Final answer:
To produce 1 kilogram of calcium nitride without leftovers, 811.63 grams of calcium and 188.86 grams of nitrogen are needed, based on stoichiometric calculations and the compound's molar mass.
Step-by-step explanation:
The question is centered on a stoichiometry problem, specifically determining the correct amounts of calcium and nitrogen needed to produce a certain mass of calcium nitride without any waste.
First, the molar mass of calcium nitride (Ca3N2) must be calculated. The molar mass of calcium is approximately 40.08 g/mol and for nitrogen, it is approximately 14.01 g/mol. Calcium nitride contains 3 moles of calcium and 2 moles of nitrogen.

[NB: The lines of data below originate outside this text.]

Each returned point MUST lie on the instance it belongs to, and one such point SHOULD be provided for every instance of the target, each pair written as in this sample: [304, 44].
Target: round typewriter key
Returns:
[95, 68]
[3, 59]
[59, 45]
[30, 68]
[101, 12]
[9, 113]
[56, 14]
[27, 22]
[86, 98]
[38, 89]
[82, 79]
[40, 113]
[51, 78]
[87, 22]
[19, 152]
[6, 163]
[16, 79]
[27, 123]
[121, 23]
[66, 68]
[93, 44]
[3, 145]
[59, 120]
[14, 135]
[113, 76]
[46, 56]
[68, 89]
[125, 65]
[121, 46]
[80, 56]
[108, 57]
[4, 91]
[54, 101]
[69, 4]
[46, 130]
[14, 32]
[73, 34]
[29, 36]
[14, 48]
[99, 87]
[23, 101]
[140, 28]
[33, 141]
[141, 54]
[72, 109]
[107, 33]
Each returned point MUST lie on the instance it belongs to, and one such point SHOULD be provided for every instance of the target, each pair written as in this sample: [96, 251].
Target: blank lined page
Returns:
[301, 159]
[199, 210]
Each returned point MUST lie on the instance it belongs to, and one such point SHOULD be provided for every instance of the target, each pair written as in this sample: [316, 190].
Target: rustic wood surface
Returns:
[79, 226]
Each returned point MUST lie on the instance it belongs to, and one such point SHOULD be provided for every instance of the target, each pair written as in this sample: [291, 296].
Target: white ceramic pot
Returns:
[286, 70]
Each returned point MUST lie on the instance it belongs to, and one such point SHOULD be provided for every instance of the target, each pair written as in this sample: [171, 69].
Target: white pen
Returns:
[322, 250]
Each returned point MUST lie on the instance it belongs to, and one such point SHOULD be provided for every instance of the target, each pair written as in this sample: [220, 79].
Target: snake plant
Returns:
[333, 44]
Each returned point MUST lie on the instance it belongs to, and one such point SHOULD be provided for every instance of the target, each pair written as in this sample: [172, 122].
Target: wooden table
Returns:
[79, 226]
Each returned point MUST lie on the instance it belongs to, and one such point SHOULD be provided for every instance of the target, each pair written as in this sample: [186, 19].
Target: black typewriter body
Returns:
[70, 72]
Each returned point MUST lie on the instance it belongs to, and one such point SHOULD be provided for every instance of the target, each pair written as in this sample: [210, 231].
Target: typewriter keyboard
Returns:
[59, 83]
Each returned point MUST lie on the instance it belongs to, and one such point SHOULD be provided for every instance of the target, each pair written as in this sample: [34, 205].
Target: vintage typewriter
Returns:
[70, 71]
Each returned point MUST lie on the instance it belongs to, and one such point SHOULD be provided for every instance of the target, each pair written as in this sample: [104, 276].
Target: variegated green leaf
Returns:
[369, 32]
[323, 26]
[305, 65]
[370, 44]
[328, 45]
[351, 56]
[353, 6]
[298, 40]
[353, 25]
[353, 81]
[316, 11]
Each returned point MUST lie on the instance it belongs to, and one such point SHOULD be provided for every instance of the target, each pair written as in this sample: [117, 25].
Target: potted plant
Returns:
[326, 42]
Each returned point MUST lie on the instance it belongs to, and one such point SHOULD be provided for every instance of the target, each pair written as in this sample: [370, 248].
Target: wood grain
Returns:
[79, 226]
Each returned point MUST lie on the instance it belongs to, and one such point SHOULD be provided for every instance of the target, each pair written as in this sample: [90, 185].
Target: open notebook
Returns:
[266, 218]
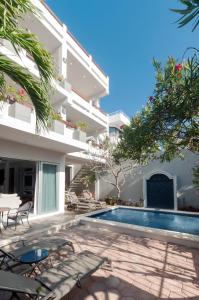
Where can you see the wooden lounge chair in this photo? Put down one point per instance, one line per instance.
(56, 282)
(20, 213)
(10, 259)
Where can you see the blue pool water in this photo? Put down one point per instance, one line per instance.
(154, 219)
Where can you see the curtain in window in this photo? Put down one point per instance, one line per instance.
(49, 192)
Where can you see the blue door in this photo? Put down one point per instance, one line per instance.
(160, 193)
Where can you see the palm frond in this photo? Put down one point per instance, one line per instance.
(30, 43)
(34, 89)
(189, 13)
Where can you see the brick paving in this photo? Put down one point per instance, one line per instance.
(143, 268)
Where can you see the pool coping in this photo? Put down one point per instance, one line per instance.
(185, 239)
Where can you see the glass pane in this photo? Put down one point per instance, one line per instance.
(49, 193)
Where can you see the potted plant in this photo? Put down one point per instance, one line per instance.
(20, 108)
(80, 132)
(58, 124)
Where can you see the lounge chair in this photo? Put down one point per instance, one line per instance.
(10, 260)
(20, 213)
(78, 203)
(55, 282)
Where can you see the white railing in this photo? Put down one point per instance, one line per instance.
(88, 108)
(22, 116)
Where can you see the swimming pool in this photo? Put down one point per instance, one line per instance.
(178, 222)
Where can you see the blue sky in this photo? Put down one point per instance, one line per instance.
(123, 36)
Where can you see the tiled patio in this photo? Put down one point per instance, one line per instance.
(142, 268)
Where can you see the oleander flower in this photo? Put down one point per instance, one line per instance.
(151, 99)
(178, 67)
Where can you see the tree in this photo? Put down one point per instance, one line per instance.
(11, 11)
(189, 13)
(169, 123)
(108, 169)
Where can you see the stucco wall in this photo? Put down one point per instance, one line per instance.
(181, 168)
(10, 149)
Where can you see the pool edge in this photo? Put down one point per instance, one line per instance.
(179, 238)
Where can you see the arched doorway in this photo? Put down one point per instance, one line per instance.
(160, 191)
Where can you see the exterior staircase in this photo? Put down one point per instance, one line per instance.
(76, 184)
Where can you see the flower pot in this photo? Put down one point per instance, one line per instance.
(79, 135)
(20, 111)
(58, 127)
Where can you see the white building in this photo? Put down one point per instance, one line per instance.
(161, 185)
(36, 166)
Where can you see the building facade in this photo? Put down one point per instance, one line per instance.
(36, 165)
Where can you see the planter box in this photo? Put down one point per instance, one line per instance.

Thus, the molar mass of calcium nitride is (3 × 40.08 g) + (2 × 14.01 g) = 120.24 g + 28.02 g = 148.26 g/mol.
Now, we need to find the amount of calcium and nitrogen necessary to produce 1.0 kg (1000 g) of calcium nitride without any excess reactants. This requires a stoichiometric calculation based on the mole ratio from the balanced chemical equation for the reaction forming calcium nitride: 3Ca + N2 → Ca3N2. Since the molar mass of calcium nitride is 148.26 g/mol, 1.0 kg (or 1000 g) of Ca3N2 equates to 1000 g / 148.26 g/mol ≈ 6.744 moles of Ca3N2.

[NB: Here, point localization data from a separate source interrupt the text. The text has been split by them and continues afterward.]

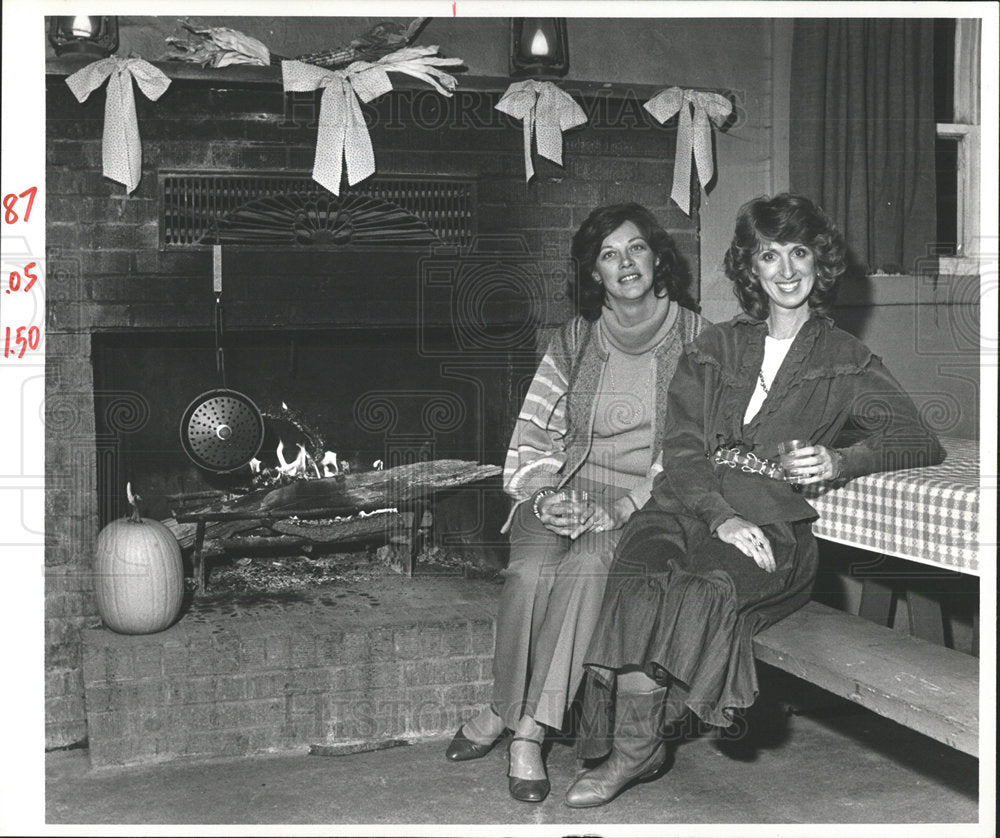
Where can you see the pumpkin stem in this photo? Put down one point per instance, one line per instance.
(134, 503)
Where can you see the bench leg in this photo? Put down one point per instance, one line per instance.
(876, 602)
(926, 619)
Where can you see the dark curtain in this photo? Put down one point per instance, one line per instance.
(862, 134)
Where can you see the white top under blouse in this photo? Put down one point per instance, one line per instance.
(775, 351)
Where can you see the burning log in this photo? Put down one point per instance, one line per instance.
(353, 529)
(346, 494)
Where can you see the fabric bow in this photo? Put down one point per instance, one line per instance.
(343, 134)
(546, 112)
(121, 149)
(693, 135)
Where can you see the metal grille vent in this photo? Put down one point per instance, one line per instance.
(195, 205)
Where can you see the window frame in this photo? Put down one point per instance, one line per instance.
(965, 129)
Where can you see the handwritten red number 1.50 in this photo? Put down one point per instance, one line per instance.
(25, 338)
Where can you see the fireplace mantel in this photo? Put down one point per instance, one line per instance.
(248, 76)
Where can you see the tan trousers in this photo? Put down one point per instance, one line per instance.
(549, 606)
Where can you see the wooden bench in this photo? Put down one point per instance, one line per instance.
(926, 687)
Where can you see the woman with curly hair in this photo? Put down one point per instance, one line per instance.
(592, 422)
(724, 547)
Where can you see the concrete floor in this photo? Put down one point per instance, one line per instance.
(830, 762)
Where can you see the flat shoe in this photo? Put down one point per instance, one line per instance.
(527, 791)
(462, 748)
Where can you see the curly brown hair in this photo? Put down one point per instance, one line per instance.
(671, 277)
(785, 219)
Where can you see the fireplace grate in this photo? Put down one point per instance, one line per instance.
(201, 208)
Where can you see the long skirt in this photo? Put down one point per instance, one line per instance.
(682, 605)
(551, 597)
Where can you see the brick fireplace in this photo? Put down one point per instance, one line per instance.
(130, 317)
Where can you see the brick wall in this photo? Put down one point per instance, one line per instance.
(293, 676)
(107, 273)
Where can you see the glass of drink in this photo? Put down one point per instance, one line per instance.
(581, 504)
(789, 458)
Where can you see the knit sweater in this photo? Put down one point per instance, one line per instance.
(554, 430)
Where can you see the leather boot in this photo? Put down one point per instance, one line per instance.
(638, 751)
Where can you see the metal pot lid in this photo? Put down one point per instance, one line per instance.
(222, 430)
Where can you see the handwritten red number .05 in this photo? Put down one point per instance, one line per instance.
(10, 215)
(24, 337)
(14, 279)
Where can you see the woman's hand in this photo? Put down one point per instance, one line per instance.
(558, 514)
(749, 539)
(564, 517)
(812, 464)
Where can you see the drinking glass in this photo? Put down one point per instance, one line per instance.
(789, 458)
(581, 502)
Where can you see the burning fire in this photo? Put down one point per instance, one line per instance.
(303, 467)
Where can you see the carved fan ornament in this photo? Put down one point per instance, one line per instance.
(314, 218)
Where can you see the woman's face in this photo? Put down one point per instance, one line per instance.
(786, 273)
(625, 264)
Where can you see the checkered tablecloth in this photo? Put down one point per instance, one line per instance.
(928, 515)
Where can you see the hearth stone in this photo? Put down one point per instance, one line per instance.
(244, 674)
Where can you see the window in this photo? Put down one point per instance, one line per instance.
(957, 44)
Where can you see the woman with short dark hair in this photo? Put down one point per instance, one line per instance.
(725, 546)
(592, 422)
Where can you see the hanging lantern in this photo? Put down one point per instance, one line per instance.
(84, 35)
(538, 47)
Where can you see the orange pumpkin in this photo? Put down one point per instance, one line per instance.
(139, 574)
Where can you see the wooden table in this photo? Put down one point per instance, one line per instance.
(929, 516)
(407, 490)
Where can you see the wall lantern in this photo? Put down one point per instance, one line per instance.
(83, 35)
(538, 47)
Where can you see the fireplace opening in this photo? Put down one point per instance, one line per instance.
(376, 396)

For every mole of Ca3N2 produced, 3 moles of calcium and 1 mole of nitrogen gas are required. Consequently, to create 6.744 moles of Ca3N2, we need 3 × 6.744 moles of calcium and 6.744 moles of nitrogen gas. Therefore, 3 × 6.744 × 40.08 g/mol of calcium and 6.744 × 28.02 g/mol of nitrogen are needed. This results in 811.63 grams of calcium and 188.86 grams of nitrogen required to produce 1 kilogram of calcium nitride with no leftover reactants.